A typical away-from-boundaries region of dimensions 0.1in. x 1in. x 1in. (half slab thickness due to symmetry) is modeled as shown in the figure. Investigate the response of the slab corresponding to different time values.
File Name
Browse to drive
letter:\Users\Public\Public Documents\SOLIDWORKS\SOLIDWORKS
version\samples\Simulation
Examples\Verification\Nonlinear_Thermal.SLDPRT and open the
file.
Study Types
Transient thermal and nonlinear static with thermal effects.
Meshing Parameters
Use a Global Size of 0.1".
Material Model
Viscoelastic
Modeling Hints
The half-thickness of the slab (H/2 = 1 in) is modeled. First a transient thermal analysis is performed, where at the end of 6 sec the slab reaches its thermal equilibrium condition. A nonlinear analysis is performed with temperatures at any time obtained by interpolation from the thermal study.
Material Properties
Modulus of elasticity = 10,000 psi, Poisson's ratio = 0.4833, Coefficient of thermal expansion = 1e-5/ºF, Shear relaxation modulus = 0.901, Shear relaxation time = 0.9899 sec, Glassy transition temperature = 70 ºF, First constant for WLF equation = 4.92, Second constant for WLF equation = 215, Mass density = 386.22 lb/in3, Thermal conductivity = 1/ sec in ºF, Specific heat = 0.0025892 / lb ºF.
Restraints and Loads
Uniform temperature T
0 = 100 ºF is applied at the outer face as shown in the figure. X-axis is sec, Y-axis is ºF.

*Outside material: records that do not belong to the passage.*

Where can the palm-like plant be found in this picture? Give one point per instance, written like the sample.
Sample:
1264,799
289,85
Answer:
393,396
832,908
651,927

All the faces are restrained in the Z- dir, the top and bottom faces are restrained in the Y-dir, and symmetry conditions are applied to the face of symmetry.
References
- Carslaw, H.S. and Yeager, J.C., Conduction of Heat in Solids, Clarendon Press, Oxford, 1959.
- Williams, M.L., Landel, R.F., Ferry, J.D., Journal of American Chemical Society, V77, pp. 3701, 1955.